静かに笑える場面が散りばめられ、鑑賞後、他の作品にはないような心地よさが湧いてきました。 - 「チャンス」

  • 1. 静かに笑える場面が散りばめられ、鑑賞後、他の作品にはないような心地よさが湧いてきました。
    名前:おっとさん 投稿日:2019/02/02 08:57:37
  • すれ違いが生み出すおかしさの中に、「大切なものは何ですか? 見失ってはいませんか? 」と問われているような作品だった。
    チャンスが初めて外に出るシーンでBGMにツァラトゥストラはかく語りきを使っていた大げさ感がすごく面白かった。同時に、綺麗に手入れされた庭と外の荒れた街との対比が強調され、主人公のこれまでの暮らしとの違いが余計に際立って感じられた。
    主人公の特性と人格(純粋さ)、周囲の人々の誠実さや違和感のないおとぼけなところのある演出。特性のある主人公を淡々と演じたピーター・セラーズの演技が、最初から最後まで物語の雰囲気や緊張感を同じトーンでしっかり支えていて、素晴らしかった。ありそうでないお話感にとても好感が持てた。

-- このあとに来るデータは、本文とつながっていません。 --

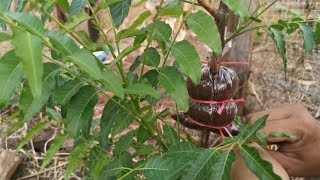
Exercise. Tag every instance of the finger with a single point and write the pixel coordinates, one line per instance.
(281, 112)
(288, 163)
(281, 127)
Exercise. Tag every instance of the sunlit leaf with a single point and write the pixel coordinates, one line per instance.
(206, 29)
(4, 37)
(80, 112)
(27, 21)
(86, 62)
(261, 168)
(237, 6)
(29, 105)
(63, 43)
(281, 45)
(113, 111)
(76, 156)
(54, 148)
(221, 169)
(317, 34)
(170, 135)
(142, 90)
(113, 83)
(63, 94)
(32, 133)
(11, 74)
(142, 134)
(77, 6)
(29, 49)
(201, 165)
(119, 11)
(76, 20)
(138, 21)
(187, 57)
(151, 57)
(174, 83)
(123, 144)
(308, 36)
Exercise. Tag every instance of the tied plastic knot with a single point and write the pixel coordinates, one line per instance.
(223, 103)
(229, 63)
(212, 127)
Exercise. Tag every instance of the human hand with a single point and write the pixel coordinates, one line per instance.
(300, 157)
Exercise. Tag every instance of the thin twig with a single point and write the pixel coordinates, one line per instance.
(41, 172)
(207, 6)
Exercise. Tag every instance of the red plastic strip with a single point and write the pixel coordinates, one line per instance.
(204, 125)
(229, 63)
(228, 132)
(223, 103)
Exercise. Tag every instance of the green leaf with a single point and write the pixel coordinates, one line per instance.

    また、大統領との対話シーンでの庭師としての考え方はあまりにもナチュラルで、その発言が国の方向性を左右してしまうところも大変に可笑しかった。
    この喜劇に魅きつけられたところを挙げると、
    ①嫌味のない品の良さ。②懐の大きな登場人物がいる。③現実味がある。④皮肉がある。⑤言葉が洗練されている。⑥哲学的である。⑦すれ違いがある。というところか。

    話が進むにつれ、冒頭で亡くなった主人「じい様」が、深い愛情を注いでチャンスを守り育ててきたきたことも思い描けた。
    最後のファンタジックな終わり方も素敵だった。